Beta is a continuous distribution whose CDF starts at zero at $x=0$ and goes to one at $x=1$. The other CDF is zero for $x < 0$ and jumps to 1 at $x=0$. Plotting $F$, you will see that the mixture CDF is zero for $x < 0$, jumps to $p$ at $x=0$ and gradually and continuously increases to one at $x=1$. (I am too lazy to make a plot, but I am sure you can make the plot yourself.)

Once you have this picture in mind, then it would be clear that the $q$th quantile of your mixture distribution will be equal to $0$ if $q \le p$ and will be equal to the $\frac{q-p}{1-p}$th quantile of the Beta distribution when $q > p$, that is, $$ F^{-1}(q) = \begin{cases} 0 & q \le p\\ F_\theta^{-1}\Big( \frac{q-p}{1-p}\Big) & q > p \end{cases}, \quad \forall q \in [0,1] $$ where $F^{-1}$ is the generalized inverse (i.e., just the quantile function of $F$.)

passerby51
  • 1,573
  • 8
  • 11
0

Ok so I finally come to this procedure to find the quantile :

  • First I find the parameters of the distribution fitting my datas using the gamlss package and the gamlss function

    g0 <- gamlss(datas~1,family=BEINF)

I'm using BEINF because in fact, I can get several zeros or one values.

  • Then because of the gamlss function, I get 4 parameters $\mu,\sigma,\nu,\tau$

The parameters $\mu,\sigma$ correspond to $a,b$ and $\nu,\tau$ are parameters such that we can write the following mixing probabilities :

$p_0= \frac{\nu}{1+\nu+\tau}$, probality of having a 0

$p_1= \frac{\tau}{1+\nu+\tau}$, probality of having a 1

  • After, I'm generating a sample of my fitted mixed distribution with the parameters I just found by using the rBEINF function :

y0 <- rBEINF(1e6,mu=fitted(g0,"mu")[1],sigma=fitted(g0,"sigma")[1],nu=fitted(g0,"nu")[[1]],tau=fitted(g0,"tau")[[1]])
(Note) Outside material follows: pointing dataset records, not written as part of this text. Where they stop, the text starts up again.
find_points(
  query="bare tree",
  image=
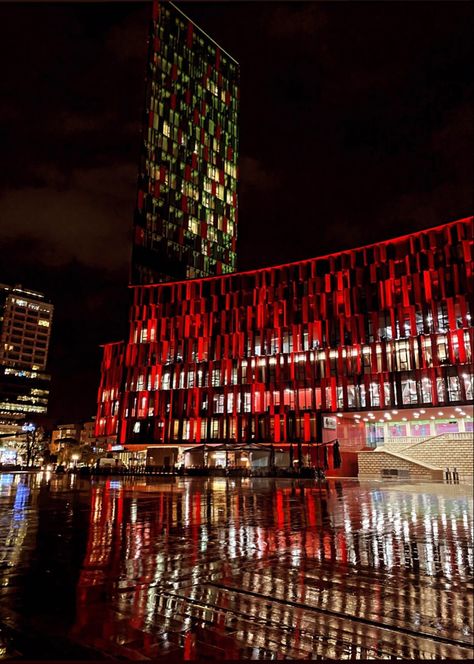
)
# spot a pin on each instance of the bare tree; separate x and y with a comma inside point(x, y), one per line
point(32, 443)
  • Finally, I sort this sample and take the "0.95%-of the size" value of the sample as the 0.95-quantile value. In this case, this is the 950 000th value.

AA <- sort(y0)

quantile <- AA[950000]

Note that the precision of the value will depend on the size of the sample chosen, but from $10^5$, the difference will be very unsignificant.

ThanhKim
  • 19
  • 6